Frost Brown planted its flag in the Lone Star State with its Dallas office in 2015. According to the firm's website, it has 34 attorneys in Texas: 25 in Dallas and nine in Houston.
"Every year, Houston is growing and Texas is growing; you see in the media people talking about that they want to come to Texas because we have such a diversity of industries," Bivens said.
In July, the Houston legal market also welcomed alternative law firm Rimon PC after it hired corporate shareholder Greg Krafka from Dallas-based Winstead PC.

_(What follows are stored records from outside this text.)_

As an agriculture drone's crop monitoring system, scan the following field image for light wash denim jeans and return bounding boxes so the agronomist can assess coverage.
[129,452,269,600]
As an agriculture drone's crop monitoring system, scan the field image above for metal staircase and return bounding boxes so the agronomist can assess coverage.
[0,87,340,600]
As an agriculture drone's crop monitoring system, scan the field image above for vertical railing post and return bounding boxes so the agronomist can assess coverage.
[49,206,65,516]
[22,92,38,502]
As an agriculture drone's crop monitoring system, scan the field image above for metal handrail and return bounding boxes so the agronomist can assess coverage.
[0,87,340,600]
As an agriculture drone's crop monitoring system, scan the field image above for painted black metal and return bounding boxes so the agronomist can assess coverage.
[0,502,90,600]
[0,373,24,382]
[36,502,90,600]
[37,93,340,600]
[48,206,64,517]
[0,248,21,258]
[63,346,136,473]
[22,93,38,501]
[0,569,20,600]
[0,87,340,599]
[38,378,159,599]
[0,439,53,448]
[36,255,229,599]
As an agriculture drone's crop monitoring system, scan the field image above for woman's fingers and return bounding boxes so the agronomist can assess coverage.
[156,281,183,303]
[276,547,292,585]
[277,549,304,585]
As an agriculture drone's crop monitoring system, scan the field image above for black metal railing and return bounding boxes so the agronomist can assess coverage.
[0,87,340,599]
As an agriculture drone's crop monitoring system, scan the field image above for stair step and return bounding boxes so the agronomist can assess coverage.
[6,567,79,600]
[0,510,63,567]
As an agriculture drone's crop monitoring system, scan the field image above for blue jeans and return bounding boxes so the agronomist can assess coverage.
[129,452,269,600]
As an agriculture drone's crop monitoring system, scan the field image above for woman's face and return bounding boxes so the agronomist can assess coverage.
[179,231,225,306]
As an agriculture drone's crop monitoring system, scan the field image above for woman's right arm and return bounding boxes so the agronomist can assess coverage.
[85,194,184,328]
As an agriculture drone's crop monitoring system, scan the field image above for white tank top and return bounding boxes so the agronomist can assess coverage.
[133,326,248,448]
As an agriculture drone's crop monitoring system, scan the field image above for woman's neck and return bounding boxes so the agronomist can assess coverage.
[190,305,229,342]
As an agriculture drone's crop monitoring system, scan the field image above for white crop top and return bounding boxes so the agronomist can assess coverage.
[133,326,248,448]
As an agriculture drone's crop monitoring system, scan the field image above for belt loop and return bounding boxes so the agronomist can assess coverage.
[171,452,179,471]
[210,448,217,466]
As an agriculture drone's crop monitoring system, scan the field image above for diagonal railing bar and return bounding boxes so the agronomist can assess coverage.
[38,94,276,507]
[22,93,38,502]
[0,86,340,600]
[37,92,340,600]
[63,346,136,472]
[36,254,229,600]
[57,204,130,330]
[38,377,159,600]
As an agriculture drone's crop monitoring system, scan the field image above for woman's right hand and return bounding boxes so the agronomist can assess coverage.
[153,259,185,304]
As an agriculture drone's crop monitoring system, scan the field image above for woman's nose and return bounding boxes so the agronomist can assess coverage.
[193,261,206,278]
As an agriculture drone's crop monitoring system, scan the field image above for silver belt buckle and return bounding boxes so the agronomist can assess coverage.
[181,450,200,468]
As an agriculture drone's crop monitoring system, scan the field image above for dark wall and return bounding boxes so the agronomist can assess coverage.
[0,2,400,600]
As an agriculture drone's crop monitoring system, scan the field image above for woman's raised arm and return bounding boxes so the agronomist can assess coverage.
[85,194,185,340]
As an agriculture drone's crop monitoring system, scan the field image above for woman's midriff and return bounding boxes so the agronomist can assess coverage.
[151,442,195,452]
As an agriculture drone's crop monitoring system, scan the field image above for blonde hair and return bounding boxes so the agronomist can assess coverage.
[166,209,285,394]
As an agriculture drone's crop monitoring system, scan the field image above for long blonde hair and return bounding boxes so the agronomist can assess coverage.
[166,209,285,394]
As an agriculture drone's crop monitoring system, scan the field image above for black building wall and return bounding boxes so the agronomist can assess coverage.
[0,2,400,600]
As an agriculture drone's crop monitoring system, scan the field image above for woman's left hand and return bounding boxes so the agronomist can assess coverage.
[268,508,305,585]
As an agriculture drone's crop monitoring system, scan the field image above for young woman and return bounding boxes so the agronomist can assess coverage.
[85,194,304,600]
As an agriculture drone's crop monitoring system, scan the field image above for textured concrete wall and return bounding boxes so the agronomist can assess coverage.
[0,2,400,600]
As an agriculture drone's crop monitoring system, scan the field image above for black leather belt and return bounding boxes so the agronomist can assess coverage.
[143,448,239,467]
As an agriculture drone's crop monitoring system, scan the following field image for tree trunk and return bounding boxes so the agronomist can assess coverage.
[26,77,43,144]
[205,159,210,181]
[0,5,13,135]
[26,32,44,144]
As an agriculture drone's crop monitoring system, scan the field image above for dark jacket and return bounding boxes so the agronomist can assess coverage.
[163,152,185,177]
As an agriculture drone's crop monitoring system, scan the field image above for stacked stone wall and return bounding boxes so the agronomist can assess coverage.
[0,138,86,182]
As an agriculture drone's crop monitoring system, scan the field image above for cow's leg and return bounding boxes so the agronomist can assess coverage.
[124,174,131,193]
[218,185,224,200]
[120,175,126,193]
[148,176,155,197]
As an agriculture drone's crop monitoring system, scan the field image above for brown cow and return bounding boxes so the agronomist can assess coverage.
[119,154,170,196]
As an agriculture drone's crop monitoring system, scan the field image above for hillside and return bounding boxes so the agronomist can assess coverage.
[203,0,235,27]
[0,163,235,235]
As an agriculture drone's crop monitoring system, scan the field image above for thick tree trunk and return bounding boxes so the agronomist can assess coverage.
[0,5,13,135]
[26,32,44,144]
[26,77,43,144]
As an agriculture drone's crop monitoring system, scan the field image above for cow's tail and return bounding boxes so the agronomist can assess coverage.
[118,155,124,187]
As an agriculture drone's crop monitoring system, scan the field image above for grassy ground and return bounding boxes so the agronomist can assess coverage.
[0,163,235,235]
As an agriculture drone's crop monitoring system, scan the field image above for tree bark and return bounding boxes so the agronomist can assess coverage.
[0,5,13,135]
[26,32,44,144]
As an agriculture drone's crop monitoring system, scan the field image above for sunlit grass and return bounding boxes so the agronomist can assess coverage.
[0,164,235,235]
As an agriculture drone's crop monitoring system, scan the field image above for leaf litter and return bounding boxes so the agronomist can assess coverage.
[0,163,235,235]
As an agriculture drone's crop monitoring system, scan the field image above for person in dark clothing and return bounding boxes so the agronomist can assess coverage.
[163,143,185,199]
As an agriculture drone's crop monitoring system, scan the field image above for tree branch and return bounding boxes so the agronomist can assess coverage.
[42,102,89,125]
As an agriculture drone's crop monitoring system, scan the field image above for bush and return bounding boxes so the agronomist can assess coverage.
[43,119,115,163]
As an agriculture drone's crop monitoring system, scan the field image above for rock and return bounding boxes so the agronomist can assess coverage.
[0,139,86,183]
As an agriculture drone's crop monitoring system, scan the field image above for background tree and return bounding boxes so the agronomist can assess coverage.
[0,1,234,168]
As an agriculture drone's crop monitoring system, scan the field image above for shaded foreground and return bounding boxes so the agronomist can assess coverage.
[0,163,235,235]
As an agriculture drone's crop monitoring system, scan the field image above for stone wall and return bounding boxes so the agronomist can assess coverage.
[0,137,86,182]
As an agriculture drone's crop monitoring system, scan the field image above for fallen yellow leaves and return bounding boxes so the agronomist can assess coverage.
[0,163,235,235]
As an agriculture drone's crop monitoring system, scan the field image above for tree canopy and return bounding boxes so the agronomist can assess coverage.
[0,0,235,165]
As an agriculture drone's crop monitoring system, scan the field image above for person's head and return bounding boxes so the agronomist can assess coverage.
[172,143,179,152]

In an interview with Law360, Rimon's managing partner, Michael Moradzadeh, said the firm has been looking to break into the Texas market for about six years and finally made the move after finding Krafka.
"Texas is ... a tough place to break into as an outsider," Moradzadeh said. "So that's why we wanted to make sure that we brought in the right people that we felt could help us grow and bring in great Texas lawyers as opposed to just being another law firm in Texas."
Krafka is experienced in handling M&A, securities offerings, joint ventures, corporate governance and commercial agreements for companies in the oil and gas, energy, and technology sectors.
Thomas Fawell, a Rimon corporate partner focusing on M&A and capital formation, also relocated from Chicago to help the firm search for more talent to join in the region.
Moradzadeh is looking to build a full-service practice in Texas. He said the firm is also planning to add lawyers in Dallas and Austin, and that the COVID-19 pandemic has made it easier for Rimon, whose model has always heavily involved remote work, to recruit new attorneys.
"Because now that the rest of the legal world has been introduced to working from home due to COVID-19, we've had a lot of attorneys sometimes saying they actually really like it, they become already accustomed to collaborating through the cloud," he said. "So, the transitions have been easier and the interest in the firm has been greater, allowing us to start the office, and now to expand."
The coronavirus pandemic has also made clients more accustomed to videoconferences, Moradzadeh said. That has allowed new attorneys to transition quickly without flying around to meet clients, he said.
"Not only has video replaced in-person meetings, I'd say even more dramatically it has replaced telephone calls, which means that we're seeing our clients more than we used to, which has been a nice development," he said.
In the first half of 2020, Rimon added 14 new partners and opened new offices in Dubai; Sydney; Berlin; Birmingham, Alabama; and Houston, the firm said. It is also looking to add offices in Denver and London.